La mise en place de lieux de vie pour les personnes isolées et vieillissantes
Entre l'accès, sinon impossible, en tout cas difficile dans les structures de personnes âgées et le vieillissement "sur pied" dans les foyers, il nous semble important de mettre en place des structures adaptées à l'accueil de ces populations. La mise en place de telles structures doit faire l'objet d'une concertation avec les résidents concernés des foyers. Ces structures peuvent être situées dans certains foyers au cours de leur réhabilitation, ou mieux, dans de petits ensembles bien situés sur un territoire communal.
L'objectif de ces structures, qui se rapprochent de formes de maintien à domicile mis en place par ailleurs, est d'offrir un mode d'habitat, à taille humaine, intégré dans un quartier et au milieu de populations d'origines sociales diverses, adapté pour pouvoir accueillir durablement des personnes pouvant présenter des handicaps physiques. Ces structures doivent offrir des coûts de redevance peu élevés afin d'être accessibles à des personnes de faibles revenus.
Cela doit être un élément d'appréciation primordial dans la mise en place de telles structures. Ces structures adaptées doivent permettre de lutter contre l'isolement de ces personnes en restaurant un mode de vie semi-communautaire où les activités quotidiennes (ménage, repas, échanges informels) sont le support du maintien d'une vie sociale et conviviale.
Enfin, et c'est un point essentiel, il est nécessaire de prévoir et d'assurer la coordination de l'intervention de services particuliers (soins infirmiers, ménage, préparation de repas).
Il ne s'agit pas de recréer une nouvelle fois des structures à part pour des personnes à part mais de mettre en place un réseau coordonné d'intervention des services de droit commun dans un habitat adapté aux besoins des personnes immigrées vieillissantes.
Aujourd’hui il y a besoin d’adapter sans discrimination notre réglementation et les pratiques administratives à la question du vieillissement des publics issus de l'immigration et notamment du Maghreb.
Le 9 mars 2005 notre association présentait publiquement une proposition ou projet de loi intitulé « droits des vieux travailleurs immigrés maghrébins ». Les notions de santé, retraite, logement, vieillesse et résidence sont au cœur de ce projet ou proposition de loi. Elle ou il concernait les vieux travailleurs immigrés maghrébins qui touchent les minima sociaux pour faire reconnaître législativement leur spécificité.

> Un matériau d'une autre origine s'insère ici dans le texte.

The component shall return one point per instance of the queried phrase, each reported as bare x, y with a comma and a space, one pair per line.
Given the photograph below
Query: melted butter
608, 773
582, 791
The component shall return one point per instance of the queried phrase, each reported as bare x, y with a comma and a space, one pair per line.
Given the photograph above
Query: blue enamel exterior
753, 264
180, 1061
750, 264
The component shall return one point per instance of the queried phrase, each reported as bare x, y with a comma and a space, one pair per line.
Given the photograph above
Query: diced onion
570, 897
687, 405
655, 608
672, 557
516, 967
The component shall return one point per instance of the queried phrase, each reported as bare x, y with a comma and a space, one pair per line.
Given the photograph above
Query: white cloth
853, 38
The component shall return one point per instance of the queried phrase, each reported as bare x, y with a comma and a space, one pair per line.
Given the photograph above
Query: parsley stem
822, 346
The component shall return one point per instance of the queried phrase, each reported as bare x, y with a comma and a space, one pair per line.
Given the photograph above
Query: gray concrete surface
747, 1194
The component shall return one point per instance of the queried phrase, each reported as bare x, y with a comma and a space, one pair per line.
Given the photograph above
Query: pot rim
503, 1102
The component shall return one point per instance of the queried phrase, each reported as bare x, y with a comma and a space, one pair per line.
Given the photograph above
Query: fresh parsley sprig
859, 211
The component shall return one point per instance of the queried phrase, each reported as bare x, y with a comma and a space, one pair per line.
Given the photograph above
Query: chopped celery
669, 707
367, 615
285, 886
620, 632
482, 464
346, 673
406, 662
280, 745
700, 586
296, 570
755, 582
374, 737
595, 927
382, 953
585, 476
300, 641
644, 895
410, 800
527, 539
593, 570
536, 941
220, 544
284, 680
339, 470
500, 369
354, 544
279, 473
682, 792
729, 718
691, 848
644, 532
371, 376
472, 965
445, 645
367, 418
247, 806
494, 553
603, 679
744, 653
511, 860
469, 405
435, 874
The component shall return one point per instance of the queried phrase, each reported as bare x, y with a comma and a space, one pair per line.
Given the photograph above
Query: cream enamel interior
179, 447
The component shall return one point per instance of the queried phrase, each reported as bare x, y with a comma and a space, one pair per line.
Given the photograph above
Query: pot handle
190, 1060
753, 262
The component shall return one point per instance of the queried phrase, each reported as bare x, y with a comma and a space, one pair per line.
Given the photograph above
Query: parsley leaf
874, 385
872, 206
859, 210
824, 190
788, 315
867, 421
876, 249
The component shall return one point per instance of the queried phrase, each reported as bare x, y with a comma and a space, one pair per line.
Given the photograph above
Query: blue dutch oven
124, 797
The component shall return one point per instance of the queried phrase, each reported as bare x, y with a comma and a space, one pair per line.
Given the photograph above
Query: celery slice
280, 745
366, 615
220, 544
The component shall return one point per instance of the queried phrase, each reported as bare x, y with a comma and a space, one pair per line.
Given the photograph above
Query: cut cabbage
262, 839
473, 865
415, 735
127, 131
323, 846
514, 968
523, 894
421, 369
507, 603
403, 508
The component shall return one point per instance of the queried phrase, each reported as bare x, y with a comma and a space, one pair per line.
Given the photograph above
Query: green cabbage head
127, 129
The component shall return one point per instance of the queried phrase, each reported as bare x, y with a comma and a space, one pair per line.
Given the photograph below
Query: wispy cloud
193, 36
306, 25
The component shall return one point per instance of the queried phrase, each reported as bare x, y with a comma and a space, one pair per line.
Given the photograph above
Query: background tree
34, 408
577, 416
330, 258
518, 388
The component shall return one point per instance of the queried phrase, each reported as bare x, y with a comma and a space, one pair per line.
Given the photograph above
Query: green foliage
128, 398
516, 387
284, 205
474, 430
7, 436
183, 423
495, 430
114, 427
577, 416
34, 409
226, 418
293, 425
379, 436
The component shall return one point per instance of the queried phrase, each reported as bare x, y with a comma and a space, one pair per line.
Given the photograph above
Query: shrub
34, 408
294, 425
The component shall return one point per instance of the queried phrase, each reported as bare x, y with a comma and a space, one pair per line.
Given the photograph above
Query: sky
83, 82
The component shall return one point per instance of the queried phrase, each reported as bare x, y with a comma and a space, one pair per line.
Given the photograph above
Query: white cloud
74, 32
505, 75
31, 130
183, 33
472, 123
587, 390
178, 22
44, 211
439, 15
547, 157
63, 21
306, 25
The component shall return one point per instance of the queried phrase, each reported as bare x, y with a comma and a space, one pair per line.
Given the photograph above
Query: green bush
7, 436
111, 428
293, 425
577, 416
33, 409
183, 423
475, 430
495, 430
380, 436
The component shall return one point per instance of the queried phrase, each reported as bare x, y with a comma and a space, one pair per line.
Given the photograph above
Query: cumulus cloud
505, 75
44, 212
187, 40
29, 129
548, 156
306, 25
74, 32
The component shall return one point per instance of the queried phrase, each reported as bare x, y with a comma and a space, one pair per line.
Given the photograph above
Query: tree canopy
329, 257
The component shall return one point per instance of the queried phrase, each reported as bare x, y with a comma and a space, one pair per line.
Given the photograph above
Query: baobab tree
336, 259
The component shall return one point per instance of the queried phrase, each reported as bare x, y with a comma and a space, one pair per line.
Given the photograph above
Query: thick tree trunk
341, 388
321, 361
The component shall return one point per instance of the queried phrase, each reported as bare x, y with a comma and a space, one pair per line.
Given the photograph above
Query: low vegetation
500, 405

Notre association interpellait Monsieur le 1er Ministre, Messieurs les Ministres de l’Emploi et de la Cohésion Sociale et de la Santé et de la Solidarité, les groupes parlementaires de gauche.
Il est grand temps que justice soit rendue à ces vieux travailleurs maghrébins. C’est une lutte, un combat qui nous amine et que nous conduisons avec d’autres associations.
Nous souhaitons que dans les semaines à venir ce gouvernement présentera ces modifications législatives nécessaires, cela nous donne encore plus de volonté à agir ici et maintenant avec les intéressés.
Sur ce sujet notre association sera reçue à sa demande le Mardi 19 octobre à 11 heures par un membre du Cabinet de Monsieur Jean-Louis BORLOO, Ministre de l’Emploi et de la Cohésion Sociale ; à 14 heures par un membre du Cabinet de Monsieur Xavier BERTRAND, Ministre de la Santé et de la Solidarité.
Dans une période où la légitimité même des immigrations semble en jeu, il est nécessaire de prêter attention à tous ceux qui vieillissent en silence dans hôtels meublés, les foyers et ailleurs. Ils n'ont pas seulement construit ou reconstruit la France, ils sont la France dans toute sa diversité et sa richesse.
Il y a là un devoir de mémoire essentiel.